Featured Projects
SWI Task Force Volunteers are working with home owners along the coast line to test their wells for assessment of salt water intrusion vulnerability.
This project involved monitoring of water quality (salinity, TDS) at Center Hill Pond, which was effectively separated into two ponds after a series of winter storms, along with Black Pond, which is hydrogeologically connected to the two ponds. The variations in the data invited further research, leading directly to a state MVP grant to study the town;s vulnerability to saltwater intrusion. The initial data is was collected by internss from Plymouth's Rising Tide Charter School.
We're nearly there! A legacy element of our MVP project on saltwater intrusion, the Community Water Testing Station, will allow the public to test water from ponds and wells for indications of salinity, nitrates, and other pollutants. The person bringing the sample may be able to do the testing themselves, sor ask one of the SEMPBA-trained volunteers. Stay tuned for updates on this important service.
Hikes are developed to highlight the interaction between the topography of Plymouth's ponds and streams and Plymouth's sole-source Plymouth Carver Aquifer. Hikes are mapped and annotated showing segmentation, distance, and difficulty. Hikes will be lead by various guides. Dates for different hikes will be published on multiple websites. Maps for various hikes will be published as updates on this site.

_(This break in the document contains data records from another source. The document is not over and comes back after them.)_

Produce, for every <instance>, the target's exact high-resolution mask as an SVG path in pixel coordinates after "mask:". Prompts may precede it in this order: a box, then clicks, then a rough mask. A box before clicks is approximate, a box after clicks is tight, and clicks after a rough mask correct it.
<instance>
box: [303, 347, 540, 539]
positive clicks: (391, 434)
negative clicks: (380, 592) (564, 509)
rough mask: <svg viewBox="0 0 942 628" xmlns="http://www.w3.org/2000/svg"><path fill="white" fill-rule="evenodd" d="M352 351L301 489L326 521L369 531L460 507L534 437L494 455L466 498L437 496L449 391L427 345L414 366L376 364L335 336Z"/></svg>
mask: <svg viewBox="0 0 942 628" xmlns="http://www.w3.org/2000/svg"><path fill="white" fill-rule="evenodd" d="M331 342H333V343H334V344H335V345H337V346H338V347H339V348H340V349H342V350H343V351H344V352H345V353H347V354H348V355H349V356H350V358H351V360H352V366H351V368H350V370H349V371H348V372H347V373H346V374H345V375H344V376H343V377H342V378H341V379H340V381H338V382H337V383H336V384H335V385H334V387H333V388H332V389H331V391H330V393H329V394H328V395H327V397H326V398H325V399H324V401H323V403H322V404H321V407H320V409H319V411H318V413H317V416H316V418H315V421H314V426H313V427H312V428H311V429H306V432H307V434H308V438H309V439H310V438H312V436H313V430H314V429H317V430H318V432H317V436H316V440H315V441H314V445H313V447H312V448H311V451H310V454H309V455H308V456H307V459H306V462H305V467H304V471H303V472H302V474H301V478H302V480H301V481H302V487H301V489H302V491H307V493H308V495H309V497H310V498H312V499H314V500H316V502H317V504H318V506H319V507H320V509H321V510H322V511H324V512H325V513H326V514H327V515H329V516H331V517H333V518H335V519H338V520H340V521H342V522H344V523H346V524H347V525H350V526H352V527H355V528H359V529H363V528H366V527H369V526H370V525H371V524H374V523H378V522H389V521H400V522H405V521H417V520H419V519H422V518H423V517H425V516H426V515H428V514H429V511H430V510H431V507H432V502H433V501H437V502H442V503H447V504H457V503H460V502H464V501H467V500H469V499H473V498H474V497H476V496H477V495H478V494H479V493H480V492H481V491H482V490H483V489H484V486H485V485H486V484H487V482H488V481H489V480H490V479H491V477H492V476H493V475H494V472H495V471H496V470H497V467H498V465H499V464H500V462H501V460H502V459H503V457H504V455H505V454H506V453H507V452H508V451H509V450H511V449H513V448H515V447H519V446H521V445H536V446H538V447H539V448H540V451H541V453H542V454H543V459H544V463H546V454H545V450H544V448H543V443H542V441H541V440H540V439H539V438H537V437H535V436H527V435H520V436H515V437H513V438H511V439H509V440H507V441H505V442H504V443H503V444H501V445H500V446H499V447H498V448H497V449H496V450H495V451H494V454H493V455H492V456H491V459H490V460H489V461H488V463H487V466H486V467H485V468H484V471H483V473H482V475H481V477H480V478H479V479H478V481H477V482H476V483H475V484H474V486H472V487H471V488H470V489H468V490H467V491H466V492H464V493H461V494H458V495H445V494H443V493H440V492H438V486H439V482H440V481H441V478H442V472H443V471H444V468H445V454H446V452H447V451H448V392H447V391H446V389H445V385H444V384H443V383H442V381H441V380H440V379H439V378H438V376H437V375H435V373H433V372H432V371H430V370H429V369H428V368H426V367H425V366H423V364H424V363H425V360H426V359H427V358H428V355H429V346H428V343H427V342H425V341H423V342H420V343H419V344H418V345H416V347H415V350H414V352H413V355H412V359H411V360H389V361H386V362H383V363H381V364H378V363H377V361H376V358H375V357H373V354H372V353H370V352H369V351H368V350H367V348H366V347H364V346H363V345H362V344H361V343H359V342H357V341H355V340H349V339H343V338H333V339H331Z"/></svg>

This is a free, family-friendly event that engages the attendees in hands-on science, art and more. The festival aims to educate both Plymouth residents and visitors about the ecological, historical, and cultural significance of the annual herring migration.
This project is devleoping predictive models of how the aquifer system and hydraulically connected surface waters (ponds, streams, wetlands) respond to future climate and development in the region. We are assessing how changes in terrestrial hydrology and water use together with the effects of sea-level rise combine to influence the future of freshwater resources and ecosystems with the Plymouth region of Massachusetts.
The Friends of Ellisville Marsh and its project partners have since 2007 been pursuing a project to restore and maintain tidal flows at the 70-acre Ellisville salt marsh to revitalize fisheries and wildlife. The project has been remarkably successful. The Friends acquired all the necessary local, state, and federal permits to maintain the salt marsh inlet on a continuing basis and periodically reopened it after major storms. A treasure trove of scientific monitoring data has been collected. A model for protecting nesting areas of threatened shorebirds created. A new species of insect discovered. A second nonprofit spun off. The project is chronicled in a book entitled, Rescuing Ellisville Marsh: the Long Fight to Restore Lost Connections (UMass Press, 2023).
Savery Pond experienced a series of harmful algal (cyanobacteria) blooms starting around 2010. The Savery Pond Conservancy (SPC) has been working since 2012 to characterize water quality, hydrologic conditions and nutrient inputs to the pond, and to identify solutions to improve pond water quality.